Over 850 Total Lots Up For Auction at One Location - NJ Cleansweep 06/13

Middle East's first proton therapy center snags financial advisor

by Brendon Nafziger, DOTmed News Associate Editor | August 16, 2011
Qatar's coat of arms
Investment group SAH Global signed the UK branch of Qatar Islamic Bank to act as financial advisor for its upcoming $150 million proton therapy center in Qatar, the firms said last week.

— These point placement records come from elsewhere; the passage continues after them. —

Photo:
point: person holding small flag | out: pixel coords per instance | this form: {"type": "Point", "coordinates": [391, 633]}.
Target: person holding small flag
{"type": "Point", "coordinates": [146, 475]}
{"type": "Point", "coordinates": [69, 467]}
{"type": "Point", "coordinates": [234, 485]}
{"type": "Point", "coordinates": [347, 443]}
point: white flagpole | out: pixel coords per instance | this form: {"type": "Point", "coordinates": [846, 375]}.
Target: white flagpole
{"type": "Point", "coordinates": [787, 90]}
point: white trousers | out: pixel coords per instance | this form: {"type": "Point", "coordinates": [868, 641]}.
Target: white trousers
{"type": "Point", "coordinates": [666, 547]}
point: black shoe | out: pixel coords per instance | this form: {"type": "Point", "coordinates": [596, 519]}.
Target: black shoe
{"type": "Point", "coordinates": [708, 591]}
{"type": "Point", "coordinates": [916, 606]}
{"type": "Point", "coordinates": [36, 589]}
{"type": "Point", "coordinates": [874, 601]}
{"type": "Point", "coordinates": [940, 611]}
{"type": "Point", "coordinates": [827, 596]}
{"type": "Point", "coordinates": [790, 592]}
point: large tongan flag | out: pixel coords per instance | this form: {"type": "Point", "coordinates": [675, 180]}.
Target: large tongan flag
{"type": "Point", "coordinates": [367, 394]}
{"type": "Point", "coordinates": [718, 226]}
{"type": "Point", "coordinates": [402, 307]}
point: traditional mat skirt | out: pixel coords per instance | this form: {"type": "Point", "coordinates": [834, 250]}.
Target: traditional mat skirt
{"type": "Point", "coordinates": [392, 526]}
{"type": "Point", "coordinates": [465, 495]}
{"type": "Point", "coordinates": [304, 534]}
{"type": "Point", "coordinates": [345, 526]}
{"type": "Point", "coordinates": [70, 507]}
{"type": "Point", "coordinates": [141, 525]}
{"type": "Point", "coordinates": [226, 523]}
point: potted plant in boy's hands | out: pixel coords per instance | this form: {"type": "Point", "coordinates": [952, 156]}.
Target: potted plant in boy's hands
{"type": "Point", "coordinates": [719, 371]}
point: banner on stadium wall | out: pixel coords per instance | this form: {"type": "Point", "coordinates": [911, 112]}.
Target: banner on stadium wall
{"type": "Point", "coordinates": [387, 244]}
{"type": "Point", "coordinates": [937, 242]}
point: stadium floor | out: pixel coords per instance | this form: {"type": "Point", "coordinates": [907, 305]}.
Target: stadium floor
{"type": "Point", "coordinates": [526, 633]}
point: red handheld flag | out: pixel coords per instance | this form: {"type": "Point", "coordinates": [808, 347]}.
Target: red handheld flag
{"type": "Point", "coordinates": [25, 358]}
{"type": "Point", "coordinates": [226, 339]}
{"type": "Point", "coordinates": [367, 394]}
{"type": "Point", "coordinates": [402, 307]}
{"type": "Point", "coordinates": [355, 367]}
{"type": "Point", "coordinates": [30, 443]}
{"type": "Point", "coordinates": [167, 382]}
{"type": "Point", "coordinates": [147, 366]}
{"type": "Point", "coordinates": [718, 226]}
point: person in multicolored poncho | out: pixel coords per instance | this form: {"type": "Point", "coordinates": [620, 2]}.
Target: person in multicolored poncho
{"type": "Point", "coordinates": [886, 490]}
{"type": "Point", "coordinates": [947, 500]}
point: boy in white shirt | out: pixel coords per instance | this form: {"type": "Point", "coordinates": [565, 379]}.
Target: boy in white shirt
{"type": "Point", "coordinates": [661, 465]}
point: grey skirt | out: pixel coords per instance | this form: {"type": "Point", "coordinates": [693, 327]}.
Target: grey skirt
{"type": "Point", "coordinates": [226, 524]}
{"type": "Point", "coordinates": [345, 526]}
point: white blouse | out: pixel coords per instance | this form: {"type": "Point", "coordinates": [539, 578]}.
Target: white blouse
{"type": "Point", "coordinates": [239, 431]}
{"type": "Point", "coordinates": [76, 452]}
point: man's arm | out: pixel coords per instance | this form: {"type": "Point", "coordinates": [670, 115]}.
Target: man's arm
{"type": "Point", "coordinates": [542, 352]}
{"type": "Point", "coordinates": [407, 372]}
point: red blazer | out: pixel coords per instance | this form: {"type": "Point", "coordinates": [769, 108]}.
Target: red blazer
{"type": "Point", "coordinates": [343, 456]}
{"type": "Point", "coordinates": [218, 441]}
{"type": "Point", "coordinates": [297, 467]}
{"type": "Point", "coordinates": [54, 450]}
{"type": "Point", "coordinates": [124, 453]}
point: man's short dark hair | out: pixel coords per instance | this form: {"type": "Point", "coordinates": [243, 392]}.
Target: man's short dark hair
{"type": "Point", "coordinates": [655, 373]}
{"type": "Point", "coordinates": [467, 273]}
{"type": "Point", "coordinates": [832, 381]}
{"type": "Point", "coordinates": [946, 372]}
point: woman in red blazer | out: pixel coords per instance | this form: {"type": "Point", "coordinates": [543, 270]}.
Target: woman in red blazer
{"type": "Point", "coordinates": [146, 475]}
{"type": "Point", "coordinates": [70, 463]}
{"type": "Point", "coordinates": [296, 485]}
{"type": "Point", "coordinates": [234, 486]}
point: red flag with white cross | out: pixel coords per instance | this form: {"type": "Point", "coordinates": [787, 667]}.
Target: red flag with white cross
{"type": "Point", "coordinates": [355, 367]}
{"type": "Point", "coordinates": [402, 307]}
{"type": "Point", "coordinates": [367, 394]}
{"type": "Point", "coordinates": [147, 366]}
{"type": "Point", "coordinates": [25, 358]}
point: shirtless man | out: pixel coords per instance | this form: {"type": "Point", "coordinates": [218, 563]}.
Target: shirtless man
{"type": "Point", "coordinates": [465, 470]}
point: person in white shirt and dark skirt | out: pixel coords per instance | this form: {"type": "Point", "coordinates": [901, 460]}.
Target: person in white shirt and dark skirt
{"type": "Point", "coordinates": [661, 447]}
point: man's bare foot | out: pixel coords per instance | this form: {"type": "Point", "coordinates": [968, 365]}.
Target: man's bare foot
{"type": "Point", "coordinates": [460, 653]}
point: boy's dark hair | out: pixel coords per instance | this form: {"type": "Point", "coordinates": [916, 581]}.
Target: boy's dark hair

The Doha-based center, SAH Qatar Proton, is expected to be the first such center in the Middle East.

Qatar's Supreme Health Council granted SAH Global a license to build the proton therapy center in June 2010. Last November, SAH Global said it expected the center to treat 2,200 patients a year when it's up and running in the next three years.

Currently, Qataris seeking proton therapy cancer treatment -- which uses precise blasts of high-energy particles to scramble the DNA of cancer cells -- must go abroad, usually to either Europe, the United States or Japan. There are a little over 30 of the high-tech, multi-million dollar centers around the world, and only nine in the United States.

While the new center is being developed, SAH Global said it was also working with the Qatar National Cancer Society to use its subsidiary, SAH Care, to arrange for Qataris needing treatment to visit proton centers, mainly in the United States.

The in-development facility is part of Qatar's $605 million national cancer strategy, launched earlier this year by Sheikha Mozah bint Nasser Al Missned, vice chair of the health council. The strategy aims to position the country as a leader in cancer treatment services by 2016, allowing Qataris to remain at home for therapy and turning the country into a magnet for medical tourists abroad.

Thanks to its vast oil reserves, Qatar, a small nation about the size of Connecticut and with a population of around 1 million, has the highest per-capita income in the world, at $179,000, according to the CIA World Factbook.

There are an estimated 250,000 cancer cases in the Middle East annually, and around 145,000 cancer-related deaths, SAH Global said.

If it succeeds, the new center might not be the last one for SAH Global. The firm's chairman and CEO, Feroz Agad, said the Doha proton therapy center was only one of a "network" of such centers his firm intends to build.

"We are also in discussions with governments and potential local partners throughout the GCC [Gulf Cooperation Council] and Europe for our satellite centers and we envisage this to be a long term relationship between SAH Global and our strategic partners, including QIB (UK)," he said in a statement.